Maybe this is common knowledge for Americans but as an Australian I have no idea. I've found it's really hard to find out anything business related from search engines due to blatant self promotion and SEO common in these fields.
======
ahsanhilal
No schools can teach entrepreneurship. I have sat in numerous entrepreneurship
classes at a top-tier school in the US, and I can safely say that none of
those classes actually prepared me for doing the stuff that I am doing right
now. Case studies about how others tackled issues can be bought and studied on
your own time. You do not need to pay $50-60k per year to get that kind of
education.

Look into starting something and learning the ropes yourself. If you are
dedicated and have patience you will eventually succeed (people often
underestimate how much patience is required)

------
charliepark
Had a longer answer here, but managed to delete it.

In short: Stanford stands out in my mind as head-and-shoulders above the rest.
After that, UC Berkeley.

If you shift to engineering (moreso than an entrepreneurship focus) MIT and
Carnegie Mellon both have programs with good reputations.

Princeton, Harvard, and Yale also have great reputations, but I'm not sure how
much of that comes from entrepreneurship in particular, and how much is just
from their Ivy League aura in general.

------
michaelpinto
Here's an old school place to start:
<http://www.businessweek.com/bschools/rankings/> (click on the MBA tabs)

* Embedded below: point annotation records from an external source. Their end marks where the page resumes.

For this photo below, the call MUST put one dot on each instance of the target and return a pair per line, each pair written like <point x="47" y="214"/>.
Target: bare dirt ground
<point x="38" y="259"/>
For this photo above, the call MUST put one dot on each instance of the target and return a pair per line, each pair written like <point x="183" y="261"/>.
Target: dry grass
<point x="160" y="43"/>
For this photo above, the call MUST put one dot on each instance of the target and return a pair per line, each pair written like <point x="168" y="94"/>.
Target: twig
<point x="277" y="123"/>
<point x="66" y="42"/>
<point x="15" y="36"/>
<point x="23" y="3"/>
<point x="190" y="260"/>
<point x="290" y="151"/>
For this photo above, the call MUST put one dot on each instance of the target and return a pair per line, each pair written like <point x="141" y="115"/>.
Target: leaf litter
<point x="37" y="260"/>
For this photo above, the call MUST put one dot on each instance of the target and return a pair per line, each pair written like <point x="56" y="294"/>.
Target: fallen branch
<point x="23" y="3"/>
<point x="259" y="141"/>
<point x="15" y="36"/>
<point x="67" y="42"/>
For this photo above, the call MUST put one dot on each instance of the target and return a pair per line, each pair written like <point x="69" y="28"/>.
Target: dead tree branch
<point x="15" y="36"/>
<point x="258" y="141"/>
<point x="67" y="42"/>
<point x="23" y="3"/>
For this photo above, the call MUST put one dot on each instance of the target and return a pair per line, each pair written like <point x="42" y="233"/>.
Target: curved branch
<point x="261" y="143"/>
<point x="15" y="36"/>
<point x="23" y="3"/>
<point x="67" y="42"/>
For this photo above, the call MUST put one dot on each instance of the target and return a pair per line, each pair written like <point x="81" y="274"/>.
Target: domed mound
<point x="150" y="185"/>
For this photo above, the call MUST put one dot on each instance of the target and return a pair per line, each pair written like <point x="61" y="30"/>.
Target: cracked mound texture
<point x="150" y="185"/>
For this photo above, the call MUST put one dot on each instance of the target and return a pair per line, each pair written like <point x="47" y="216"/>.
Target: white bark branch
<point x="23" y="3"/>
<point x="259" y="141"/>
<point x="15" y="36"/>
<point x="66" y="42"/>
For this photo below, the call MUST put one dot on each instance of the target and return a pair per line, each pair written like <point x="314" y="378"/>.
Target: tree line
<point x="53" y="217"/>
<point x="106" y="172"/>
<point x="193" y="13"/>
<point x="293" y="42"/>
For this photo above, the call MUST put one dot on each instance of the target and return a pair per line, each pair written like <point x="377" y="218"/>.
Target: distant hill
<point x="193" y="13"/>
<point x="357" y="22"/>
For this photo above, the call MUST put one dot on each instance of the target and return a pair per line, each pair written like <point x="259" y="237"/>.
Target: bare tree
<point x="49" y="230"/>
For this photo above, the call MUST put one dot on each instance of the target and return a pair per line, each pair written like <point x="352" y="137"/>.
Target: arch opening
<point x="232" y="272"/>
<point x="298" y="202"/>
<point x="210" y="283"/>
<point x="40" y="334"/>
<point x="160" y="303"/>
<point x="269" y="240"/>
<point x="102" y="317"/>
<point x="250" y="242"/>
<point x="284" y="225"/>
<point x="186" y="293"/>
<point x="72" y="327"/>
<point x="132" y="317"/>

Keep in mind that if you're into tech you'll get an advantage from a campus
like MIT or Stanford. And it may not be a bad idea to visit a campus...

------
vrikhter
I would check out Babson College in Boston. You can correct me if I'm wrong,
but I believe you're supposed to start a business your first year as an
undergrad:

<http://www3.babson.edu/ESHIP/default.cfm/>

------
blcArmadillo
University of Michigan has a pretty good entrepreneurship program:
<http://cfe.umich.edu>